コードが二つ目まで確定できたら、次にまた改めてメロディを発展させます。

前述の手順と同じく「ド・レ・ミ・ファ・ソ・ラ・シ」の音を活用して、既に完成していたメロディからつなげるように新たなメロディを考えます

メロディを発展させるときの各種アイディア

実際のところ、この「メロディをどのように発展させるか」は作曲の核ともなる作業で、この点をいかにスムーズにセンス良く行うかが、曲の品質や魅力そのものにもつながります。

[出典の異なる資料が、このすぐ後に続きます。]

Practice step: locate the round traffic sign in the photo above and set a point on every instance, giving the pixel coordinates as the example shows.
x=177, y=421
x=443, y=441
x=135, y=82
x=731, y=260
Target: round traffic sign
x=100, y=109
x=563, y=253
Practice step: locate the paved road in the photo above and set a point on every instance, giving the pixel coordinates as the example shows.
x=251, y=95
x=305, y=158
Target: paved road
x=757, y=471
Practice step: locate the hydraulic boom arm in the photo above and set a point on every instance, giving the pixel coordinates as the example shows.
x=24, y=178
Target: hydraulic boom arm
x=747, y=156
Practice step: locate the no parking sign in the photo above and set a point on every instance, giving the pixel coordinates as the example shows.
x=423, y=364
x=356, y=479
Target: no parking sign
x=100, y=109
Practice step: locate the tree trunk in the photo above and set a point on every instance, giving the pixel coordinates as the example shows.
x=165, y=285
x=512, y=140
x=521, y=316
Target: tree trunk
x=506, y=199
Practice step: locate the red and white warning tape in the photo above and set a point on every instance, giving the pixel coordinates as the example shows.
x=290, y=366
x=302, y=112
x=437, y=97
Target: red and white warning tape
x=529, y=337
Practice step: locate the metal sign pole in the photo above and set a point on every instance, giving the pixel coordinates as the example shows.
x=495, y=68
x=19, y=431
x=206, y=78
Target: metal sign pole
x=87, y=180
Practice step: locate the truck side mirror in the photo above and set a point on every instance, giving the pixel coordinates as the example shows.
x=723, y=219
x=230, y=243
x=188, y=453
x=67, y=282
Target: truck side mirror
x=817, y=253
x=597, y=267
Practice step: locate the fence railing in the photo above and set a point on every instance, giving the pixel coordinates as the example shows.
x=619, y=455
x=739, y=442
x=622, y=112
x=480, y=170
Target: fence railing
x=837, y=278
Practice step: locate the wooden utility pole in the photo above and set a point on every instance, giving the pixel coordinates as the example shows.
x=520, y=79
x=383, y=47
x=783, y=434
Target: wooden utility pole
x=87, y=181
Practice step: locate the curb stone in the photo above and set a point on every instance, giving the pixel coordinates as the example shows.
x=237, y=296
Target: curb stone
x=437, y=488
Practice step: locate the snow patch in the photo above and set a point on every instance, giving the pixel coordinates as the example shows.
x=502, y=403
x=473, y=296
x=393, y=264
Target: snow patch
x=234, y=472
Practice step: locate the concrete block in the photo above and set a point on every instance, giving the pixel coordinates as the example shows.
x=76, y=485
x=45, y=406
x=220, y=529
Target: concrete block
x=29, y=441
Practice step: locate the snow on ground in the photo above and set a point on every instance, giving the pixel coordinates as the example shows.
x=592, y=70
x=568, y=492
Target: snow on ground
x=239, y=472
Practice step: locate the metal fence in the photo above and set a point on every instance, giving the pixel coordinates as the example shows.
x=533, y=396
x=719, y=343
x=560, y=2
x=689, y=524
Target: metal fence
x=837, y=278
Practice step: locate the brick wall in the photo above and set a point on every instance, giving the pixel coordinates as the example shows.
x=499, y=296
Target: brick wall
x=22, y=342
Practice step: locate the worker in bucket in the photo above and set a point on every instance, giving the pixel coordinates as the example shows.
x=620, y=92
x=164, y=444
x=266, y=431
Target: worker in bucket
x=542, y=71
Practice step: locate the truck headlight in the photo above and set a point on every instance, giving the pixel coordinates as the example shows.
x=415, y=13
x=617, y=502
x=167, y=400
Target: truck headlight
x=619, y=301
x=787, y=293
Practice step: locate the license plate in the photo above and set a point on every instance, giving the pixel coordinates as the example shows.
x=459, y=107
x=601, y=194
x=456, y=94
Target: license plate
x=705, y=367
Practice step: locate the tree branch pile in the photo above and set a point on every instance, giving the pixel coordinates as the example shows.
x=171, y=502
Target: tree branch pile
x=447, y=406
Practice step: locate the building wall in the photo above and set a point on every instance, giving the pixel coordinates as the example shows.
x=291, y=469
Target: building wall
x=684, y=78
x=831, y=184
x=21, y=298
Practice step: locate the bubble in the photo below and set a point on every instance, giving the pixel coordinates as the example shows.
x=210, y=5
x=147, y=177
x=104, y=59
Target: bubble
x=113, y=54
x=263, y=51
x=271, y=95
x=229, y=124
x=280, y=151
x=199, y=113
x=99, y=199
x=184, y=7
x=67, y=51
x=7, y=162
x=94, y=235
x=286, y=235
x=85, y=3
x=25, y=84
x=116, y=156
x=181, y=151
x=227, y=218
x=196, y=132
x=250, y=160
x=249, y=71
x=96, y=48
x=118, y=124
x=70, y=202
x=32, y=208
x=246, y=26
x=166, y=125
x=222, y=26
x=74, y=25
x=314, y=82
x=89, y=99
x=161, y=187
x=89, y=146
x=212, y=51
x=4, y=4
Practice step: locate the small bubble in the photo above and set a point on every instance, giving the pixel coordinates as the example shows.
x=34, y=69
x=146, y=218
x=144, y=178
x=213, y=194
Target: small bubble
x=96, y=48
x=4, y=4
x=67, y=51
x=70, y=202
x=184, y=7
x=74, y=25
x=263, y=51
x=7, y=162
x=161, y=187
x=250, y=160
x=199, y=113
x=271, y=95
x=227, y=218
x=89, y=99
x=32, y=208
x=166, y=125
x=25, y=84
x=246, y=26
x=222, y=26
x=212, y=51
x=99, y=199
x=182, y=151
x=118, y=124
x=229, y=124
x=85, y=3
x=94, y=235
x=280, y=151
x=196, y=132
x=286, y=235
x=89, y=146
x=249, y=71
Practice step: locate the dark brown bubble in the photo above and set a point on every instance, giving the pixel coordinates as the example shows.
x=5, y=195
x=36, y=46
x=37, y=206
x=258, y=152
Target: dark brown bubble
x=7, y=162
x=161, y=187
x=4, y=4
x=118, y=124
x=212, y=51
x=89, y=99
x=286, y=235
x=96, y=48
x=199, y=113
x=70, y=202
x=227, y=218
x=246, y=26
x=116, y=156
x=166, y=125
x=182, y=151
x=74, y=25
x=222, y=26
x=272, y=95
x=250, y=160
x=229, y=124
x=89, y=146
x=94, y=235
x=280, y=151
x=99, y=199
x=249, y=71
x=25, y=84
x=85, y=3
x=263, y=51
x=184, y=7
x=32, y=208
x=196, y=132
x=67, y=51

以下のページではメロディ作りに関するさまざまなことを解説していますので、これらを参考に是非親しみやすいメロディを作ってみて下さい。
作曲のコツ|メロディの形三種のご紹介(同音連続・ギザギザ・音跳び) メロディのパターン・種類を考える|音階やリズムによる17のアイディア 作曲におけるメロディの作り方 リズム、使うべき音、音の進め方を意識することがポイント

メロディ・コードを交互に発展させる

ここから、メロディとコードそれぞれは互いに発展させることでより大きなものにしていきます

もちろん、先にコードのつながりをある程度作っておいたり、メロディをある程度伸ばしたりすることもできます。

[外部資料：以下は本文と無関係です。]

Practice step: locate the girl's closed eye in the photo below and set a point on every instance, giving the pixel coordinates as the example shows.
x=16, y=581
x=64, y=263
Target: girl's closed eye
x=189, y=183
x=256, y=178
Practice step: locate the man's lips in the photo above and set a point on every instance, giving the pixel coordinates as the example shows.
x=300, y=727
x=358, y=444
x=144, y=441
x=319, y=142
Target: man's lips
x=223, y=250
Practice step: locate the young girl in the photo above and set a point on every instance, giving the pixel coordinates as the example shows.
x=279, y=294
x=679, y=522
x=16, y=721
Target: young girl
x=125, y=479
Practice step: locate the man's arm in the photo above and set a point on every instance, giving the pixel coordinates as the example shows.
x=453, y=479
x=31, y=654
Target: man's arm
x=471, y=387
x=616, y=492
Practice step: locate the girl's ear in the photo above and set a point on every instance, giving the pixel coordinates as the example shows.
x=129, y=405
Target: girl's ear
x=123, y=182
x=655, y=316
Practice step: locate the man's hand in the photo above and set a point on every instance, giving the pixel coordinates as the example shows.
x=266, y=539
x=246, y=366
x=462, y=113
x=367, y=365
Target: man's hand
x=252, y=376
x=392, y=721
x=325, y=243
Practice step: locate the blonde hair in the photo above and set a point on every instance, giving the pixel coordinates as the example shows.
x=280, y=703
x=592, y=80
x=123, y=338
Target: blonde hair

しかし、ここで述べているように「コード→メロディ→コード→メロディ…」と双方を徐々に伸ばしていくやり方が一番自由度が高く、かつ最も無駄がありません

これを私は「(メロディとコードの)追いかけっこ」と呼んでいるのですが、既にご紹介したページにも載せているイメージ図をこちらにも示します。

この図のように、

  • 直前のコードを受けて、ではこのコードに合うメロディは何だろう?
  • 直前のメロディを受けて、ではこれに合うコードは何だろう?

という意識を持ちながら作曲を進めていけると、より理想的です。

5. コード+メロディを大きなブロックにまとめる

メロディとコードがある程度発展できたら、次にそれらを「Aメロ」「Bメロ」など、ブロックと呼ばれる大きなまとまりに発展させていきます。

このブロックの概念は「曲形式」とも呼ばれ、ポップス・ロックなどでは

  • A→B→サビ
  • A→B→A

などの構成が一般的です。

この点については以下のページにて詳しく解説しています。
Aメロ・Bメロ・サビなどの意味と、それらを活用した「曲の形式」の例

規則性への配慮

また、メロディとコードをブロックへ発展させる際には「規則性」に配慮すると、それらがより親しみやすいものになっていきます。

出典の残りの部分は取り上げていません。